Suite à la publication de son premier roman
autobiographique, Le
Fils du
pauvre [1]
(1950), l'auteur kabyle
rompt avec une certaine idée de «
littérature coloniale ». Car comme le
remarquait encore Charles Autrand en 1953, et qui était
toujours de mise en
1950, « ce qui frappe [...] dans toute la production qui
couvre l'intervalle
1898-1935, c'est [...] l'extrême rareté des noms
indigènes [...] »[2].
De par la position «
privilégiée » de l'auteur,
qui est celle d'appartenir au groupe social qu'il
décrit
dans ses romans, le lecteur a enfin accès à un
monde qui fut jusque-là terré et
occulté sous les écrits exotiques et
romancés de ses prédécesseurs
d'origine
européenne. Pour la « première
fois »[3],
on est exposé à une écriture du
dedans. Dès
lors, parce que son oeuvre s'ancre au cœur
même du
terroir algérien de Grande Kabylie,
elle offre un documentaire précieux sur les coutumes, le
folklore, la terre et
la vie quotidienne au village dans la première
moitié du
xxe siècle.
Notes
[1] Le Fils du
pauvre, Paris,
Seuil,
1954.
[2] Monde paru
nouveau 73, 1953,
p. 35.
[3]Voir Jean Déjeux, Littérature
maghrébine de langue française
(Sherbrooke, Naaman, 1973).
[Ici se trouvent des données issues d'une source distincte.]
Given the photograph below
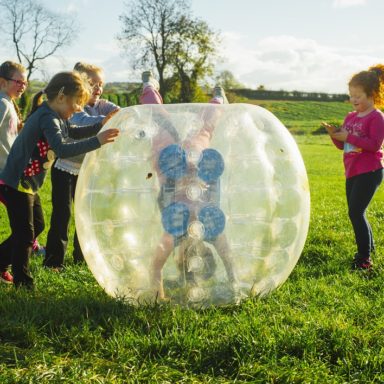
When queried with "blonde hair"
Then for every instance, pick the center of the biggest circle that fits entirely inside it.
(372, 82)
(68, 83)
(7, 70)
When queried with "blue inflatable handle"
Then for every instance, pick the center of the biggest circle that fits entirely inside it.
(213, 220)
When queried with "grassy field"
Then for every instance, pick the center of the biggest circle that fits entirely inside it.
(324, 325)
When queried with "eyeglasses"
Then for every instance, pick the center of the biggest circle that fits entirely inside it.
(20, 83)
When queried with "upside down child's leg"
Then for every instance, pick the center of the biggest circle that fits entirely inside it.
(222, 248)
(162, 253)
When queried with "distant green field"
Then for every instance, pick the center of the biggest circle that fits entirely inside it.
(305, 117)
(324, 325)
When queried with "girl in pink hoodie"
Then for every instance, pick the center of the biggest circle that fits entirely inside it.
(361, 138)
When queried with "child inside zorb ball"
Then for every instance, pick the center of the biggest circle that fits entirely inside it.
(189, 200)
(202, 204)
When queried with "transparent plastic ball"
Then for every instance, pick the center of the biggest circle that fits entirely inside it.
(196, 204)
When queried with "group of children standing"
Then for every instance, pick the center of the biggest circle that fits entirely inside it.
(59, 131)
(28, 153)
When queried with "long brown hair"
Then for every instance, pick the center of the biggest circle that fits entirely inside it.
(372, 82)
(7, 70)
(69, 83)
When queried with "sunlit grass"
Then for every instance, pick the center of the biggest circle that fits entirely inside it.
(324, 325)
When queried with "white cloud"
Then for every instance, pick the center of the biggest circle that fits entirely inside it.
(348, 3)
(290, 63)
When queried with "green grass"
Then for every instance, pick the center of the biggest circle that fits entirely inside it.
(302, 117)
(324, 325)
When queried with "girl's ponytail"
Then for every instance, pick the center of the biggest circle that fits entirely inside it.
(378, 69)
(36, 102)
(378, 94)
(19, 116)
(372, 81)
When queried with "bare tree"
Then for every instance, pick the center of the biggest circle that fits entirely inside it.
(34, 32)
(148, 29)
(193, 52)
(162, 34)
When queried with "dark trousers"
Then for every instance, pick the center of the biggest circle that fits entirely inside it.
(63, 194)
(360, 190)
(27, 222)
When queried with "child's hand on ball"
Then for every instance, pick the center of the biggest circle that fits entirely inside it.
(108, 136)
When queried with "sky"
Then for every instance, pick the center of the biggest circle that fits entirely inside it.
(303, 45)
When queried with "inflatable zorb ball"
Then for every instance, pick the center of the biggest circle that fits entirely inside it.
(198, 204)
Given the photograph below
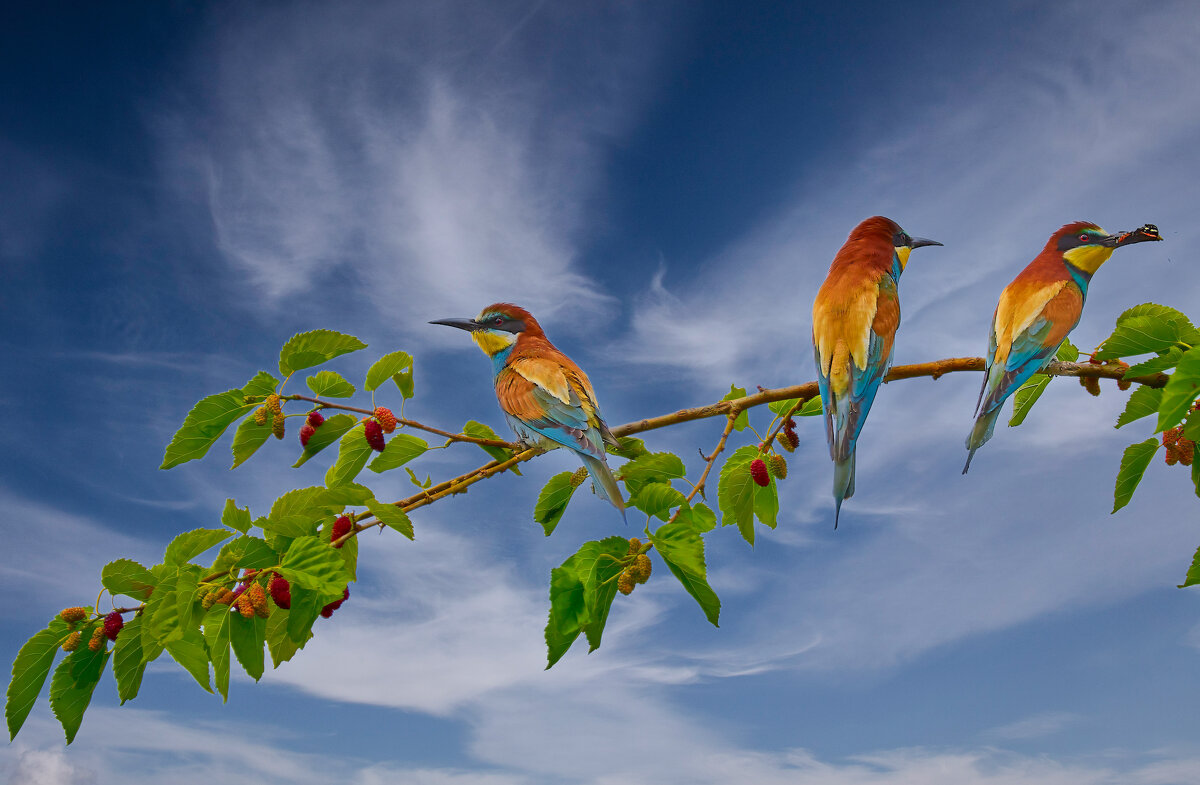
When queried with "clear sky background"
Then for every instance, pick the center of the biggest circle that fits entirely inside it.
(186, 185)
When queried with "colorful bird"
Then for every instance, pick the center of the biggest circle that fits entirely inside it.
(1037, 311)
(546, 397)
(855, 321)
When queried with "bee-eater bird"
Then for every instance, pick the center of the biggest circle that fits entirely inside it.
(1037, 311)
(545, 396)
(855, 321)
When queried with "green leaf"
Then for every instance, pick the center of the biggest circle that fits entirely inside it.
(811, 407)
(385, 367)
(237, 517)
(329, 384)
(1143, 402)
(245, 552)
(391, 516)
(127, 577)
(216, 639)
(352, 455)
(299, 513)
(279, 642)
(629, 448)
(1181, 390)
(129, 659)
(306, 349)
(657, 499)
(401, 449)
(1029, 393)
(1133, 465)
(305, 607)
(168, 611)
(313, 564)
(189, 545)
(190, 652)
(480, 431)
(652, 467)
(75, 681)
(736, 496)
(247, 438)
(683, 551)
(203, 426)
(743, 418)
(262, 385)
(29, 672)
(552, 501)
(581, 592)
(331, 430)
(247, 636)
(1146, 328)
(1156, 364)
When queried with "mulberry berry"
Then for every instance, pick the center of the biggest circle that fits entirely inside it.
(336, 604)
(258, 600)
(73, 615)
(281, 591)
(759, 472)
(342, 527)
(113, 624)
(640, 570)
(625, 582)
(373, 431)
(385, 419)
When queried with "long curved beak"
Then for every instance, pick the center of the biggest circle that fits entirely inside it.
(462, 324)
(1144, 233)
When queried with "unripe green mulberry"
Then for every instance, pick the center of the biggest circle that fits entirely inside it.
(72, 641)
(625, 582)
(641, 568)
(73, 615)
Dans le « panorama
rétrospectif » (pp. 11-46) Jean Déjeux
explique que
de nombreux textes d'auteurs indigènes furent effectivement
publiés bien avant Le
Fils du pauvre,
cependant, parce que les premiers textes ne faisaient que reproduire le
schéma des auteurs coloniaux de l'époque, ces
derniers ne
furent pas retenus.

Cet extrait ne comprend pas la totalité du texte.